Bidirectional Transfer Study of Polystyrene Nanoparticles across the Placental Barrier in an ex Vivo Human Placental Perfusion Model

BACKGROUND: Nanoparticle exposure in utero might not be a major concern yet, but it could become more important with the increasing application of nanomaterials in consumer and medical products. Several epidemiologic and invitro studies have shown that nanoparticles can have potential toxic effects. However, nanoparticles also offer the opportunity to develop new therapeutic strategies to treat specifically either the pregnant mother or the fetus.

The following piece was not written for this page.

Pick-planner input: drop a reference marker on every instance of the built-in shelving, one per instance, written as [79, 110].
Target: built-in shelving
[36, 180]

Previous studies mainly addressed whether nanoparticles are able to cross the placental barrier. However, the transport mechanisms underlying nanoparticle translocation across the placenta are still unknown. OBJECTIVES: In this study we examined which transport mechanisms underlie the placental transfer of nanoparticles. METHODS: We used the exvivo human placental perfusion model to analyze the bidirectional transfer of plain and carboxylate modified polystyrene particles in a size range between 50 and 300 nm. RESULTS: We observed that the transport of polystyrene particles in the fetal to maternal direction was significantly higher than for the maternal to fetal direction. Regardless of their ability to cross the placental barrier and the direction of perfusion, all polystyrene particles accumulated in the syncytiotrophoblast of the placental tissue. CONCLUSIONS: Our results indicate that the syncytiotrophoblast is the key player in regulating nanoparticle transport across the human placenta. The main mechanism underlying this translocation is not based on passive diffusion, but is likely to involve an active, energy-dependent transport pathway. These findings will be important for reproductive toxicology as well as for pharmaceutical engineering of new drug carriers.